That afternoon I rode out with Milos to look at some of his men, and as we rode he talked to me about his people and about their wonderful cliff-girt land, for Nature, not content with setting the great desert around Sakaeland, had girdled it further with a precipitous wall of cliff, that now higher, now lower, circles the whole country. There being no incentive to make a way down to the desert, none has ever been made, as doubtless would have happened had the surrounding country been fertile instead of being hundreds of miles of trackless sand-dunes.
The Sakae impressed me more and more. They were not unlike Pathans in their free independence, but it was tempered with a certain respect for authority which I have never seen out of England or the countries sprung from her, since it was by no means the servile respect of subject races. As we rode back to the city there was a good deal of traffic coming in—horsemen, bullock-waggons, droves of cattle, and sheep. Between the in and out gates stood a tall, yellow-haired archer on duty directing the stream. He did not shout or gesticulate or beat folk ineffectively after the manner of the East.
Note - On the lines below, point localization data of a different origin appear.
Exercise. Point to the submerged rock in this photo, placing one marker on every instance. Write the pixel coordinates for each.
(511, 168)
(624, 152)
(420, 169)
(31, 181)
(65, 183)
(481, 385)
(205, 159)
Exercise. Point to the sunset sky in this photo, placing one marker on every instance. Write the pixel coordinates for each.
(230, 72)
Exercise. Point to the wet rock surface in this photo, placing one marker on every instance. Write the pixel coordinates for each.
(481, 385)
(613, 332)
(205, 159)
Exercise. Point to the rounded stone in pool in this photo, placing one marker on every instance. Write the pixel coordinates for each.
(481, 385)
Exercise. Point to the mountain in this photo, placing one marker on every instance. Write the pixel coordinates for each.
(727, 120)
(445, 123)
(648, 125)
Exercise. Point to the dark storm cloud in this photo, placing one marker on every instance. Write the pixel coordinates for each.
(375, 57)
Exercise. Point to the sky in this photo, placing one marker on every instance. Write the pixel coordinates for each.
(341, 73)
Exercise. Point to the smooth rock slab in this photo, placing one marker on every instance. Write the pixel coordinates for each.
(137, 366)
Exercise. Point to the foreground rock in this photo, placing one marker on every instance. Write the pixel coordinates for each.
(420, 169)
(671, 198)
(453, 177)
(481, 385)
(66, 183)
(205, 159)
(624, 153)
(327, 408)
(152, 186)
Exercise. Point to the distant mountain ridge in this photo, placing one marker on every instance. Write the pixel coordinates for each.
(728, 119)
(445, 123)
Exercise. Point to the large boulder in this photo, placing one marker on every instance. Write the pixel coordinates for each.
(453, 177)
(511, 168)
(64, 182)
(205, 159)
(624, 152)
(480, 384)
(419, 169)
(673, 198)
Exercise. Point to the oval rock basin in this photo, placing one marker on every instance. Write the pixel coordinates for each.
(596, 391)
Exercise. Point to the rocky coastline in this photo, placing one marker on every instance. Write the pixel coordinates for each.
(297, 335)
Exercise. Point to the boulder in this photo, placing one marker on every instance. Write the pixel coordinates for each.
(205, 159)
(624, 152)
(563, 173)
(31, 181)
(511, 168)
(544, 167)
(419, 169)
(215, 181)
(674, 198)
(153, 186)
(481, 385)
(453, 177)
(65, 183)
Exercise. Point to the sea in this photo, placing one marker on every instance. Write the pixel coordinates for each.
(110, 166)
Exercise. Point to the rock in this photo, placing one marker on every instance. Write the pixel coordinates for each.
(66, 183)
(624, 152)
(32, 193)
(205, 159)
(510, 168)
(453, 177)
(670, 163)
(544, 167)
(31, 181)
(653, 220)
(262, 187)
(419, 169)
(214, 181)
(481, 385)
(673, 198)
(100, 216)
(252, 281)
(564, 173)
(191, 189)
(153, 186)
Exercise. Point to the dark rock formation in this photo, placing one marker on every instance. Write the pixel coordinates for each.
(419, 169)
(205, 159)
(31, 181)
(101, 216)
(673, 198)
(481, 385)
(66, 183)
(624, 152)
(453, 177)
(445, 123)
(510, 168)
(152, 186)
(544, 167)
He just spoke quietly to all, but, whether they were coarse-clad bullock-drivers, or chiefs in mail with mounted retinues, they did exactly as he told them.
Watching him as we halted for a moment to let an outcoming drove of sheep pass, I could not help thinking that, in spite of the great grey gates, with the mail-clad bowmen sliding to and fro on top, their arms glittering in the sun, the quaint, heavily laden bullock-waggons, the loose-smocked men and the full-skirted, bareheaded women, the droves of cattle along the sunlit poplar-lined road, there was hardly any difference between the mail-clad archer’s and the crowd’s common atmosphere and that to be observed around any blue-coated policeman at any busy plate-glass-fronted corner in London.
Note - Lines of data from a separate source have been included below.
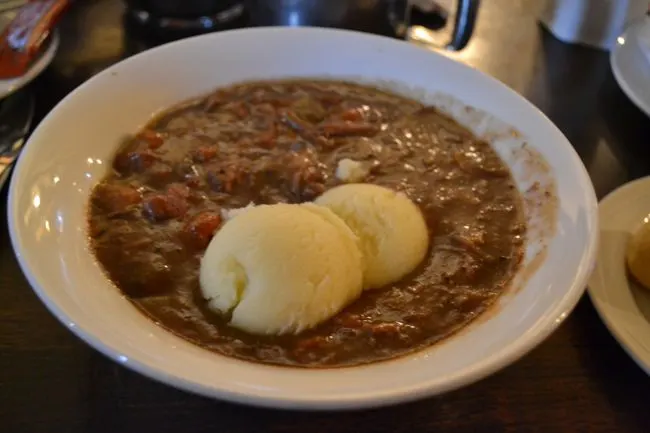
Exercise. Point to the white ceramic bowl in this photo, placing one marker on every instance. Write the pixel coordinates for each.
(72, 147)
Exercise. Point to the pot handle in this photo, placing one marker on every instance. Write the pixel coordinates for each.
(466, 11)
(464, 17)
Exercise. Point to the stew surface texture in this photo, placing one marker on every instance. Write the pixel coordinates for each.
(152, 217)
Just as we reached the cross-roads near the place there was a stir and a bustle on the far side, and out through the crowd rode Stephnos, Wrexham, and their men. The people seemed excited, and as we drew nearer I saw that the party looked weary, their horses tucked up, and mud splashed more than a simple road journey justified. But when we met, I understood, for some of the men had blood on their mail; one, with his arm swathed in a blood-clotted bandage, was being supported in the saddle by a comrade, while two mounted men were leading horses whose empty saddles were hung with mail and gear.
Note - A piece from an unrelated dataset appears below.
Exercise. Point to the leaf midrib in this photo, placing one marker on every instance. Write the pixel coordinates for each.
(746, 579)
Evidently they had found the enemy.
“Hulloa, John,” said I as Milos greeted Stephnos, the crowd surging about us seeking news from the men. “You seem to have bumped them all right. What’s happened?”
“Hulloa, Harry; didn’t recognize you in that get-up. Raid. D——d swine! However, we caught ’em in the end, eight miles over the border, and dusted the floor with them pretty usefully. Firoz is chucking a hell of a chest because he laid out six to his own gun, all stiffs, too. That mail shirt is off one of them.”
I remarked Firoz then—in a mail shirt—riding with an N.C.O., who was talking rapidly to a tall, red-haired, brown-skirted girl holding his stirrup leather. By the flat silver bangle above her right elbow I judged she was his wife, a conjecture which proved correct. The unmarried women among the Sakae wear no bangles above the right elbow, while the engaged girls have a little thin one of silver wire.
The crowd pressed about them listening, and I could see them looking at Firoz, his rifle slung across his saddle bow, with admiring eyes; and, as the speaker stopped and pointed to Firoz’s rifle, the red-haired girl and the women near clapped their hands softly.
Milos and Stephnos rode on, and we followed them, many of the crowd, especially the women and above all the small urchins, moving with us.